Program and “Absolute” Music
Students of music sometimes think that there has to be a story or picture to go along with art music, that the music is otherwise incomplete. Actually, art music requires no such “program” (a “program” in this sense is an extra-musical idea), although images may spontaneously come to mind. The greatest program music—program music is music that refers to an extra-musical idea—can stand on its own without the program. The opposite of program music is “absolute” music—music without reference to anything outside itself.
We often can tell right off just by the titles if a piece is “program” music or “absolute music” (absolute music stands by itself without any extra-musical ideas). Program music tends to have imaginative titles like “Spring,” “The Engulfed Cathedral,” or “The Old Castle.” Absolute music tends to have more generic titles like “Prelude and Fugue in Bb Major,” Concerto Number 3, or Symphony Number 4.
I’m sure you will want to think about the program as you listen. Music is so ephemeral—so fleeting and brief. Unlike the musical score that you can hold in your hand and examine for as long as you wish, music itself, especially in live performance, flits into our experience, hovers for its brief moment, and then is gone.
Now I will tell you a secret. Many performers, including me (see “My Jennifer Sonata”), perhaps most of the really good performers, have an undisclosed and personal program that goes along with the music they are performing. The performer himself made it up while he was practicing. The audience never hears about it; the performer rarely will talk about it even with friends; and yet there it is, floating along in the performer’s mind, making the music personal, real, and expressive. Somehow, although the audience doesn’t know the metaphor, they do hear something personal, real, and expressive. To me, it seems almost like magic.
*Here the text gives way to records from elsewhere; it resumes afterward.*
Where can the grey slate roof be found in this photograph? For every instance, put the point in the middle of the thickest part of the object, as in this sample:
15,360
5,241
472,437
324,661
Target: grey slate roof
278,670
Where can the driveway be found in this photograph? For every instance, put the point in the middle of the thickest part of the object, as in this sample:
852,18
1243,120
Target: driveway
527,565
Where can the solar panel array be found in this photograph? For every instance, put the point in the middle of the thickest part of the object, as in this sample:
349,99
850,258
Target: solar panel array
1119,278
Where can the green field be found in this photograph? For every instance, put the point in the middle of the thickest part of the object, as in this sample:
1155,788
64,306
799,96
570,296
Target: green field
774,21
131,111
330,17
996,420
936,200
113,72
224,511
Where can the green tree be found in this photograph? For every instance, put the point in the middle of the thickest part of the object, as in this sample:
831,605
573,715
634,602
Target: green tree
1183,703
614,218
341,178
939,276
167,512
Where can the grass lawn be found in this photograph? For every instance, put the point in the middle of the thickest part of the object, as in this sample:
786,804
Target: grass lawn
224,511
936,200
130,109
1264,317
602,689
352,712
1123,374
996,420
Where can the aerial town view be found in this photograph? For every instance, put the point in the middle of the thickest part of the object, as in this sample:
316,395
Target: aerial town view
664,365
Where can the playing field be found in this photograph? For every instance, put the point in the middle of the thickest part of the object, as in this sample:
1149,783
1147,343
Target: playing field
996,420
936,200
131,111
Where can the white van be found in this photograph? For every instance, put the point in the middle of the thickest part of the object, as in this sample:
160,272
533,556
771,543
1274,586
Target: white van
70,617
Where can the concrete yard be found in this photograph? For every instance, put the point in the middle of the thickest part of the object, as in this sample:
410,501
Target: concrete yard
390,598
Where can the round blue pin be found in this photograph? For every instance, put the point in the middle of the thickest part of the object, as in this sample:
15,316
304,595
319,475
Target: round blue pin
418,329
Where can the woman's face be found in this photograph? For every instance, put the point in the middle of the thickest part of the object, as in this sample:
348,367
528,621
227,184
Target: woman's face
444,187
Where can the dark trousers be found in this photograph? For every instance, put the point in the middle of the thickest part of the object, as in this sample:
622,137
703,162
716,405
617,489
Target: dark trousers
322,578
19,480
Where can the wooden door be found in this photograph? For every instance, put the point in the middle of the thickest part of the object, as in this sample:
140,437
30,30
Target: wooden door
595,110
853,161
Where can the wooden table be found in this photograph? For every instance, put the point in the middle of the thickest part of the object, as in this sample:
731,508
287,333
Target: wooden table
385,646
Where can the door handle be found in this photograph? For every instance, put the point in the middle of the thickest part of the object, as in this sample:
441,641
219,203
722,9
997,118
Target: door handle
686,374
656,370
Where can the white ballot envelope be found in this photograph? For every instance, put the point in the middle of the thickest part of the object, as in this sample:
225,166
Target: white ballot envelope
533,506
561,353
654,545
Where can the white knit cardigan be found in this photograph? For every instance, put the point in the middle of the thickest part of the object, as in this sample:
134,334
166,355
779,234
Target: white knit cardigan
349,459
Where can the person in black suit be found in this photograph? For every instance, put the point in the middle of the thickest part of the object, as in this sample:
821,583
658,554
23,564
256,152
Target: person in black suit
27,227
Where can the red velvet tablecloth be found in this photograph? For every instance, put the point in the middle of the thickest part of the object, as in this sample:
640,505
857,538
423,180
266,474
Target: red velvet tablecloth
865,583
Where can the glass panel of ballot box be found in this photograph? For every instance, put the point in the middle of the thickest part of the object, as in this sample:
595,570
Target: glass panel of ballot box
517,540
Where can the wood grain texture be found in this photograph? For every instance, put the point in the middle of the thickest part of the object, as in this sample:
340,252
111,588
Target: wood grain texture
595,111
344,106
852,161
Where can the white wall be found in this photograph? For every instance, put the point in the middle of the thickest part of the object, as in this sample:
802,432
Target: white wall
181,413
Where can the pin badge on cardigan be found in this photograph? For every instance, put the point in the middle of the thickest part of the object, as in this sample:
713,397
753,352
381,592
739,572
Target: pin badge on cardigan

Listen to all or part of a great piece of program music, Modest Mussorgsky’s Pictures at an Exhibition (35 minutes). As we listen to the music, we can imagine ourselves strolling from picture to picture in the gallery to the sound of the Promenade. Here are the names of the ten pieces of art in Mussorgsky’s masterpiece:
The Gnome, The Old Castle, Tuileries (Children at Play), Cattle, The Ballet of Unhatched Chicks in Their Shells, Two Jews: One Rich, One Poor, The Market at Limoges, The Catacombs, The Hut on Fowl’s Legs, and The Great Gate of Kiev.
Mussorgsky’s piano masterpiece has been orchestrated (arranged for the orchestra to play) many times over the years. The most famous and popular of these arrangements is the one created by French composer Maurice Ravel (1875-1937), and his orchestration is a masterpiece in its own right.